A man awaiting sentencing for killing a Missouri police officer is challenging the constitutionality of a state law that allows judges to hand down the death sentence.
A jury in June convicted 45-year-old Ian McCarthy of first-degree murder in the fatal shooting of Clinton Police Officer Gary Lee Michael Jr. during a 2017 traffic stop. After days of deliberation, the jury informed the judge that it couldn’t decide between the state’s only two sentences for first-degree murder: life in prison without parole, or death.
Missouri and Indiana are the only active death penalty states that allow judges to sentence people to die.

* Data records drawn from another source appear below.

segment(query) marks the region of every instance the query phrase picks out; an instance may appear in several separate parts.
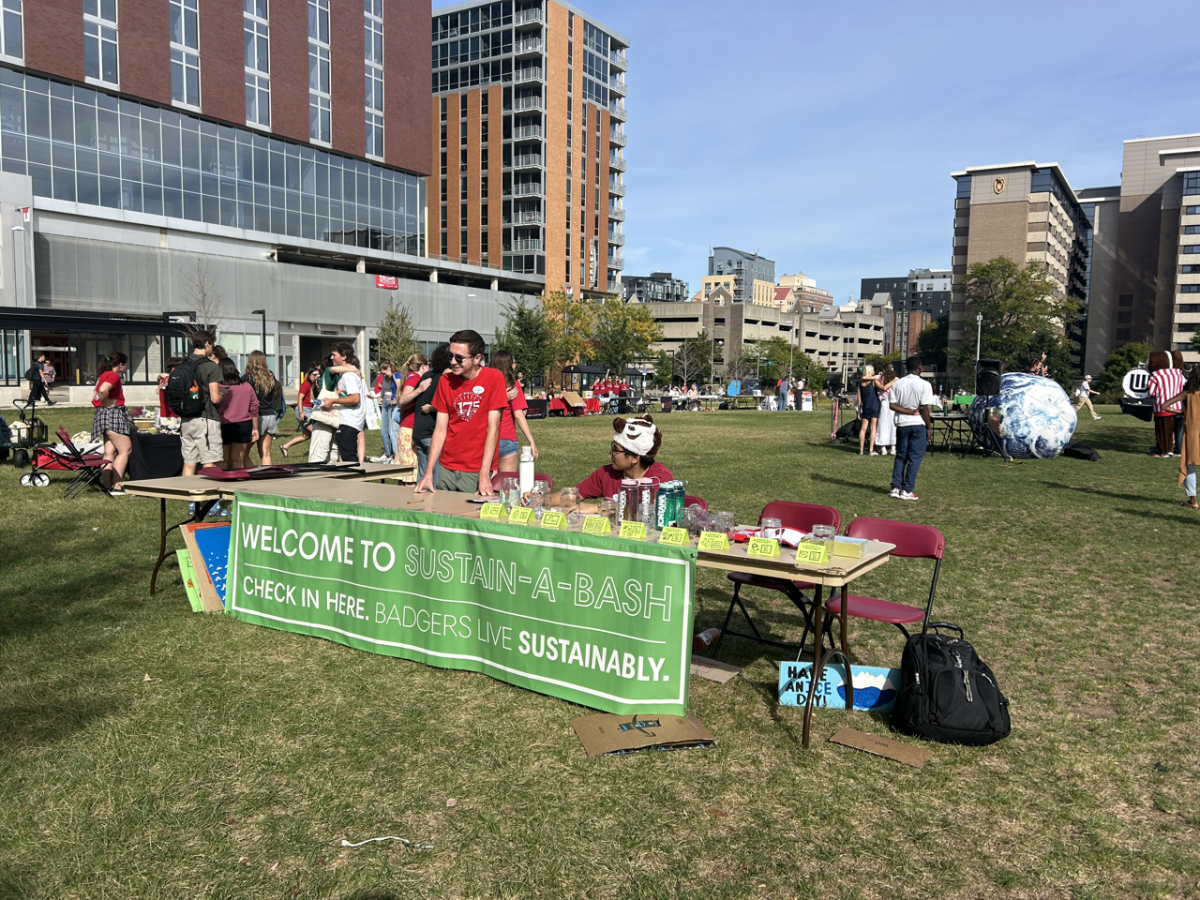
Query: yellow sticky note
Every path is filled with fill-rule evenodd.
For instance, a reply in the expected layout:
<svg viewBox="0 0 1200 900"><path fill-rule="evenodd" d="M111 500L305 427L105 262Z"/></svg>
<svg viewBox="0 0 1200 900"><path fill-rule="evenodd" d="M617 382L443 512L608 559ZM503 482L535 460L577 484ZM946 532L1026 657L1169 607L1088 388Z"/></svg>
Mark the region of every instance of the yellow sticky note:
<svg viewBox="0 0 1200 900"><path fill-rule="evenodd" d="M533 521L533 510L528 506L514 506L508 514L509 525L528 525Z"/></svg>
<svg viewBox="0 0 1200 900"><path fill-rule="evenodd" d="M503 503L485 503L479 507L479 518L500 522L507 518Z"/></svg>
<svg viewBox="0 0 1200 900"><path fill-rule="evenodd" d="M702 531L700 532L700 549L728 550L729 535L723 531Z"/></svg>
<svg viewBox="0 0 1200 900"><path fill-rule="evenodd" d="M646 523L622 522L620 536L627 541L644 541L646 539Z"/></svg>
<svg viewBox="0 0 1200 900"><path fill-rule="evenodd" d="M660 544L670 544L672 547L686 547L692 542L692 538L686 528L667 527L659 534L658 542Z"/></svg>
<svg viewBox="0 0 1200 900"><path fill-rule="evenodd" d="M779 541L774 538L750 538L750 546L746 548L747 556L757 556L762 559L779 559Z"/></svg>
<svg viewBox="0 0 1200 900"><path fill-rule="evenodd" d="M542 527L553 528L555 531L566 531L567 517L560 512L542 513Z"/></svg>
<svg viewBox="0 0 1200 900"><path fill-rule="evenodd" d="M796 562L823 566L829 562L829 544L825 541L803 541L796 548Z"/></svg>
<svg viewBox="0 0 1200 900"><path fill-rule="evenodd" d="M612 524L604 516L588 516L583 520L584 534L612 534Z"/></svg>

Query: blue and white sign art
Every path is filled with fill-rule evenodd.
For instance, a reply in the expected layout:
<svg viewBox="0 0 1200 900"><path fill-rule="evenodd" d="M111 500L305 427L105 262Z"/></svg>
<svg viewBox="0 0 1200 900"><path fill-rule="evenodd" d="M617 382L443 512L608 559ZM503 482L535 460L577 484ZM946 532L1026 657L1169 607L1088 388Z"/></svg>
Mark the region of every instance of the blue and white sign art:
<svg viewBox="0 0 1200 900"><path fill-rule="evenodd" d="M1079 421L1057 381L1024 372L1001 376L1000 393L976 397L967 417L980 444L1012 459L1054 459Z"/></svg>
<svg viewBox="0 0 1200 900"><path fill-rule="evenodd" d="M854 666L854 708L859 712L890 712L900 689L900 670ZM803 706L812 682L812 663L779 664L779 704ZM846 708L846 668L840 663L821 670L813 706Z"/></svg>

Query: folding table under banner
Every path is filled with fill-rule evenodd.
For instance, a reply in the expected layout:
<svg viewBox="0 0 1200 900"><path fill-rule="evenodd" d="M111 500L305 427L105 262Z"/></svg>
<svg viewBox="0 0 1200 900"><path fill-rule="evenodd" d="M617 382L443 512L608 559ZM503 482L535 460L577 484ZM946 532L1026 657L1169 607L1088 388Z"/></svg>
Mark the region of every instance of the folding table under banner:
<svg viewBox="0 0 1200 900"><path fill-rule="evenodd" d="M694 548L464 518L478 507L461 494L382 500L322 481L302 489L325 499L237 492L229 615L605 712L686 714Z"/></svg>

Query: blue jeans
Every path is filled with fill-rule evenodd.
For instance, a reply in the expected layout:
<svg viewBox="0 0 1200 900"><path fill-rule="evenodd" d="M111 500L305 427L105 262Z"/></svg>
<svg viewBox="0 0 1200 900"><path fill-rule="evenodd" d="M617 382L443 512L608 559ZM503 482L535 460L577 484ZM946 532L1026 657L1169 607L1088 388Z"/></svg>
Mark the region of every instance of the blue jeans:
<svg viewBox="0 0 1200 900"><path fill-rule="evenodd" d="M383 438L383 455L395 458L400 451L397 446L400 438L400 424L395 421L393 413L396 412L396 404L384 403L383 412L380 414L379 421L379 436Z"/></svg>
<svg viewBox="0 0 1200 900"><path fill-rule="evenodd" d="M892 487L912 493L917 486L917 471L925 458L929 435L924 424L903 425L896 429L896 461L892 464Z"/></svg>
<svg viewBox="0 0 1200 900"><path fill-rule="evenodd" d="M417 454L417 481L425 477L425 467L429 464L429 445L433 443L433 438L426 438L423 441L413 439L413 451ZM433 470L433 486L438 486L438 469Z"/></svg>
<svg viewBox="0 0 1200 900"><path fill-rule="evenodd" d="M787 412L787 408L788 408L788 395L780 394L779 395L779 409L777 410L777 412Z"/></svg>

Montana also allows judges to hand down death sentences, but it hasn’t executed anyone since 2006.
McCarthy’s attorneys filed a motion last week asking a Jackson County judge to declare the state law unconstitutional and to sentence McCarthy to life in prison. Judge Marco Roldan will consider the motion at the sentencing hearing on Friday.
In another case, the Missouri Supreme Court in 2019 upheld the sentence for Craig Wood, who was sentenced to death by a judge for kidnapping, raping and killing a 10-year-old girl in 2014. Wood remains on death row and no execution date has been set.
On Aug. 6, 2017, McCarthy used a high-powered rifle to fatally shoot Michael, 37, during a traffic stop in Clinton, about 75 miles (121 kilometers) southeast of Kansas City. McCarthy was captured two days later in a rural area of Henry County.
The court filing on behalf of McCarthy states that since the jury couldn’t reach unanimous agreement on a sentence, McCarthy should have been given life without parole.